My numerous “should” refer to value judgments. Welfare economics has shown that any government intervention ultimately requires some value judgment. (For an overview, see my “Social Welfare, State Intervention, and Value Judgments,” The Independent Review, Summer 2006.)
READER COMMENTS
blink
Mar 5 2019 at 10:17pm
I am sympathetic to your arguments and wish we could relax the grip of the FDA. I am less sure that we should blame the FDA here though — the unfortunate behavior seems to enact the written laws. Rather than non-enforcement, we ought to be changing (or clarifying) the law.
Pierre Lemieux
Mar 6 2019 at 12:18am
That’s a good point. But we must also remember that much legislation is delegated to the FDA as to other “regulators”–that is, laws leave much to be determined by regulations, and these regulations are written by the regulators. Just think that the FDA (before Gottlieb) determined that vaping liquids, which contain no tobacco, are “tobacco products.” Gottlieb has proposed many new regulations.
Thaomas
Mar 8 2019 at 1:03pm
The track record is that second appointments by President Trump are usually worse than first appointments, so don’t hold your breath for improvements.

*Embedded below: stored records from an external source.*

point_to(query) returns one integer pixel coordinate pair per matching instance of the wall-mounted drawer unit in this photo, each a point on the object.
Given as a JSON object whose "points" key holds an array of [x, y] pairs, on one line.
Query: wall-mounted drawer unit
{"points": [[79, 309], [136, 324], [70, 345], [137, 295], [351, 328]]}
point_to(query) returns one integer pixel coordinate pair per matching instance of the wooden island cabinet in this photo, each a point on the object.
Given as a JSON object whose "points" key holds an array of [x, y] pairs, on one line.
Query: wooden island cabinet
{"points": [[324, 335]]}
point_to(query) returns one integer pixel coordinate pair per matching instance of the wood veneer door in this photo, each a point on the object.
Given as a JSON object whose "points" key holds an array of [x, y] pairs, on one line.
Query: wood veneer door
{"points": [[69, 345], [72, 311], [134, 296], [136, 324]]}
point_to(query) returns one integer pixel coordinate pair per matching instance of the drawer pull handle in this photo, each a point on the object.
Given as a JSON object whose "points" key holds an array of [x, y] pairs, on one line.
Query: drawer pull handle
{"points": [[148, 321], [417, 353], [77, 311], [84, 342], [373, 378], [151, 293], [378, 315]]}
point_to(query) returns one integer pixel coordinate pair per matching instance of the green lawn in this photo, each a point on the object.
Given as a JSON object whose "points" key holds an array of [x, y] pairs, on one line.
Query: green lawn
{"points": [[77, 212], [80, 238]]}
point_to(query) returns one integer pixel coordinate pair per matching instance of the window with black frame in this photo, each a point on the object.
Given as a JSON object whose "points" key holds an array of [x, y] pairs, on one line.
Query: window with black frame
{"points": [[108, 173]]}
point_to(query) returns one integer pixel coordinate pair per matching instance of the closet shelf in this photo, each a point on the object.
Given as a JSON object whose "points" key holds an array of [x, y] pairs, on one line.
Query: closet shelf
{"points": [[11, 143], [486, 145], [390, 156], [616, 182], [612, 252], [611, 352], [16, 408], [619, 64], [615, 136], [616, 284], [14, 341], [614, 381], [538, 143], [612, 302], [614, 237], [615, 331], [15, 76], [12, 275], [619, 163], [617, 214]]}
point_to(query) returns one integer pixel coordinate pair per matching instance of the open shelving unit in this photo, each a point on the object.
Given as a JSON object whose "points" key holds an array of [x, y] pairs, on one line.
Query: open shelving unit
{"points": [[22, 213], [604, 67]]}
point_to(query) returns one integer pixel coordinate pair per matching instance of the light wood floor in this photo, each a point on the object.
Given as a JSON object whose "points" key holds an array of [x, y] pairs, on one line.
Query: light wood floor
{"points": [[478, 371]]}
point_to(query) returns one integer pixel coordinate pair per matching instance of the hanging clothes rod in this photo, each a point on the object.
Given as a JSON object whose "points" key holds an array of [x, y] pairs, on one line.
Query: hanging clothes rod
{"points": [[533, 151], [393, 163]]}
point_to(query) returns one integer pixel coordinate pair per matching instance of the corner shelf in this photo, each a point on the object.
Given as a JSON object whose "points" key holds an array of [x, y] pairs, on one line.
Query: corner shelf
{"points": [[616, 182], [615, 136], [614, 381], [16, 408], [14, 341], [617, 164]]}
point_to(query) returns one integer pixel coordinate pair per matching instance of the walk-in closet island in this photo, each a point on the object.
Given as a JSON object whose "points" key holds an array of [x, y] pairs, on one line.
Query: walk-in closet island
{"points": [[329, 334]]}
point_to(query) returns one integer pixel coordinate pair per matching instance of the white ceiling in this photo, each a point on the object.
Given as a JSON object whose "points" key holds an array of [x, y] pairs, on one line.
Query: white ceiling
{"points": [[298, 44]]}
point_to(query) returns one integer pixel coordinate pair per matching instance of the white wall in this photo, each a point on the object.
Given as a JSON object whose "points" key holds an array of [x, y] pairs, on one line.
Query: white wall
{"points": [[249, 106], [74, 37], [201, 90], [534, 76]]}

On the “law” vs “enforcement” issue enforcers should use cost benefit analysis for determining the degree and method of enforcement. Most laws are written as absolutes (no one may enter the US without a visa) but how much to expend to enforce the law has to be a more or less and how decision that cannot be made in the absence of an analysis of the harm that will be avoided by different levels and methods of enforcement.
Pierre Lemieux
Mar 9 2019 at 1:00am
It seems to me that the rule of law requires that such evaluations be made before the laws (and which laws) are adopted as opposed to determining how arbitrary the enforcement will be.
Mark Brady
Mar 8 2019 at 4:18pm
The unlimited importation of patented drugs would greatly reduce the prospective profits of U.S. pharmaceutical firms, and potentially the incentive to develop new drugs. I suggest that it is incumbent on those who advocate the unlimited importation of patented drugs to explain where those incentives would arise in the regime that they propose. U.S. federal regulation of drug prices? Tax-financed subsidies for research? Or do we accept (and perhaps we should accept) a lower level of pharmaceutical innovation?
Pierre Lemieux
Mar 9 2019 at 12:58am
You’re right, Mark, that free importation would reduce the profits of pharmaceutical firms. This reduction, however, would be mitigated by them stopping price discrimination. Reducing the tight regulation of drug development and approval (including their repurposing) should then be enough to reach some optimal amount of innovation. Certainly, the conditions for such optimality would be much better than under the current system, don’t you think?